Les Stéphanois, finalistes de 1976. |
En ce jour particulier, la France entière braquait ses yeux embués
d’espoirs sur une ville d’Écosse, à l’autre bout du continent, cap au nord. Glasgow y
accueillait la finale de la Coupe d’Europe des clubs champions, l’équivalent
aujourd’hui de la Ligue des champions. Les héros de Saint-Etienne, avec leurs
gueules de soixante-huitards attardés, leurs cheveux filasse et leurs mots simples
comme un dimanche autour d’une miche de pain, croisaient la route des ogres du
Bayern Munich. Un France-Allemagne, déjà, qui en préfigurerait bien d’autres,
non moins célèbres.
En pénétrant
dans le stade muni de son inséparable pipe, le président de l’ASSE, Roger
Rocher, s’exclama: «C’est
fou, toute la ville est pour nous, on se croirait à Saint-Etienne, comme ces
grands soirs où on allume le Chaudron de Geoffroy-Guichard!» Et pour cause. Que
des milliers de supporters se soient déplacés depuis le Forez pour soutenir
leur équipe, rien de plus logique. Mais que des passionnés de football aient
consenti au voyage -30000 en tout!- depuis toutes les régions de métropole et
même des territoires d’outre-mer, voilà qui témoignait d’une appropriation hors
du commun. Au fil d’une «épopée» qui portait bien son nom, qui avait cheminé
vers Split, Kiev ou Eindhoven, quelque chose d’authentiquement supérieur s’était
produit dans le coeur des Français, nullement excédés par la domination sans
partage que les Verts exerçaient sur le foot tricolore. En dix ans, l’ASSE
avait décroché six titres de champions de France, et s’apprêtait à en ajouter
un septième à son palmarès. Sans oublier les quatre doublés Coupe-championnat.
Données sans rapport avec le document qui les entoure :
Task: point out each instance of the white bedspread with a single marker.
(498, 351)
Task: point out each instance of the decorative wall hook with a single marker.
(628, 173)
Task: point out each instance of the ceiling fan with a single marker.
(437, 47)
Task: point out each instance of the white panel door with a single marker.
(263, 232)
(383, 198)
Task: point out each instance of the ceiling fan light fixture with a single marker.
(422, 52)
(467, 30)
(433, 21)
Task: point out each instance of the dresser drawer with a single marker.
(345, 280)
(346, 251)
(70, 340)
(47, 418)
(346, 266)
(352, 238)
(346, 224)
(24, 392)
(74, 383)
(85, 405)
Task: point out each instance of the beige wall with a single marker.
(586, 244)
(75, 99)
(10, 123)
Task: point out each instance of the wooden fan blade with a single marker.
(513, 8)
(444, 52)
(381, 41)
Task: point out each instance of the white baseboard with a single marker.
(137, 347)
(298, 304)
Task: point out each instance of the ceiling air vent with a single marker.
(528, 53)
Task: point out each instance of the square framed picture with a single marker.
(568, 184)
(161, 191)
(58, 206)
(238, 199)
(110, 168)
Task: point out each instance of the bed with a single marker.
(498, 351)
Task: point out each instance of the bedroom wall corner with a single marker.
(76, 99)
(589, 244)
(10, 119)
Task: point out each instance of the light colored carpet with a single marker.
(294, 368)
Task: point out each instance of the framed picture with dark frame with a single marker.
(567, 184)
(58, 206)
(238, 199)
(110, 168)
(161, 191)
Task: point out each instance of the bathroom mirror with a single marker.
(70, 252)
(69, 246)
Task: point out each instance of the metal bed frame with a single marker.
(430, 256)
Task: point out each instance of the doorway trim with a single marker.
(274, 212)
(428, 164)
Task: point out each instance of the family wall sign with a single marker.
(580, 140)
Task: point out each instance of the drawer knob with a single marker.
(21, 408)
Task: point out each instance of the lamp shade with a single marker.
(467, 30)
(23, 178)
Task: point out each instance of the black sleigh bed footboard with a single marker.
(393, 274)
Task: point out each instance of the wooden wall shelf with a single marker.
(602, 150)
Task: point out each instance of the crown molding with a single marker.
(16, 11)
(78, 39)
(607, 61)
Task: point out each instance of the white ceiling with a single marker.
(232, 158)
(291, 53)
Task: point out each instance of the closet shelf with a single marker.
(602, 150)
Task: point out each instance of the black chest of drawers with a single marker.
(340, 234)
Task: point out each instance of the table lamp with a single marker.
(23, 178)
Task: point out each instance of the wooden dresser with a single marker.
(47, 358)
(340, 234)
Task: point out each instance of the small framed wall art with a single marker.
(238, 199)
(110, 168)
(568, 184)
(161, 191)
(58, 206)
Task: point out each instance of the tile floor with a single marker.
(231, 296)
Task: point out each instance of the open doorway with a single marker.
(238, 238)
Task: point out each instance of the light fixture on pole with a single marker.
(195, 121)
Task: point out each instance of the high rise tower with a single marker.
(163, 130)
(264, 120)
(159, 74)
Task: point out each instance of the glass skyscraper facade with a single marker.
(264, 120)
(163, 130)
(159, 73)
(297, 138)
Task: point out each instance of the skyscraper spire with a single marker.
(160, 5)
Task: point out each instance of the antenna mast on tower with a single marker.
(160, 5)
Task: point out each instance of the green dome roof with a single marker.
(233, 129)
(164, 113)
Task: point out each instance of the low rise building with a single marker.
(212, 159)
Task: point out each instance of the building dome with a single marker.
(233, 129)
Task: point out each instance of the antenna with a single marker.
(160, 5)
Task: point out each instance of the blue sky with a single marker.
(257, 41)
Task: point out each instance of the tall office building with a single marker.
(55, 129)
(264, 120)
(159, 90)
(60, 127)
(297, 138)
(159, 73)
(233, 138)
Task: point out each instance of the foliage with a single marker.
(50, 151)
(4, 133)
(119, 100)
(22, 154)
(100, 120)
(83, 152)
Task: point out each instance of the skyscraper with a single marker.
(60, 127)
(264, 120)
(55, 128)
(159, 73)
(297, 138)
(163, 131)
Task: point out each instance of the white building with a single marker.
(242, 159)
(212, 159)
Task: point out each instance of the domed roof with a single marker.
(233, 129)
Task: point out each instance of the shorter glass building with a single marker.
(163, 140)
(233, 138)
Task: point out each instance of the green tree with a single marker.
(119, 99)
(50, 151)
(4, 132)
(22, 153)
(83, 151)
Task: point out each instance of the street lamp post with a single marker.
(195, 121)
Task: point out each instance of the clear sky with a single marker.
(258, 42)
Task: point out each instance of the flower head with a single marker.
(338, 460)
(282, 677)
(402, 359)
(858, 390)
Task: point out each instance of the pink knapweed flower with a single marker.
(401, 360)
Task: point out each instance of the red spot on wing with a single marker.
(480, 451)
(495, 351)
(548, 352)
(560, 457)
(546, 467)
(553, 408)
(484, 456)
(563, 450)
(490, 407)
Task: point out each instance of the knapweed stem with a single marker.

De quoi lasser? Au contraire. Des Nantais vêtus de vert retrouvèrent ce soir-là
à Glasgow des Marseillais, des Parisiens, des Lillois, des Lensois et même,
oui, même ces «bourgeois de Lyonnais», les ennemis ataviques, qui ont toujours
considéré leurs voisins stéphanois comme des «mineurs et des ouvriers durs à la
peine» et «bas du front».
La lutte des classes des «bas du front» devint sur un terrain une
expression sublimée, portant des enjeux idéologiques, en apparence invisibles, jusqu’aux combats
sportifs les plus ingrats, les joueurs et leurs origines, leurs formations et
leur élévation sociale par le foot, les systèmes tactiques de l’équipe aussi,
les gestes et la technique, et bien sûr ce supplément d’énergie vitale et
d’intelligence qu’un seul mot résumait et résume toujours: l’esprit. Cet esprit
du jeu et de la solidarité sur une pelouse, que les Français épousèrent
intrinsèquement, ne venait pas de nulle part. Et si les Écossais de Glasgow
présents lors de la finale avaient eux aussi pris fait et cause pour les Verts,
il n’y avait pas de hasard. Glasgow s’enorgueillissait alors de ses activités
textile et sidérurgique, de l’exploitation du minerai de fer et des mines de
charbon du Lanarkshire voisin (1). Saint-Etienne était un peu leur
équivalent français, théâtre du développement des premières lignes de chemin de
fer du continent, puis de l’essor industriel du XIXe siècle, la
métallurgie lourde, les brevets en pagaille, les cycles Mercier, les
hauts-fourneaux, forges et aciéries de la marine, le sous-sol riche en charbon
qui fit de la ville le premier Bassin houiller de France, sans parler de
Monsieur Geoffroy Guichard en personne, qui transforma sa modeste épicerie en
groupe Casino (sponsor historique du club), et bien sûr la Manufacture d’armes
et de cycles, fondée en 1885, qui deviendra plus tard Manufrance.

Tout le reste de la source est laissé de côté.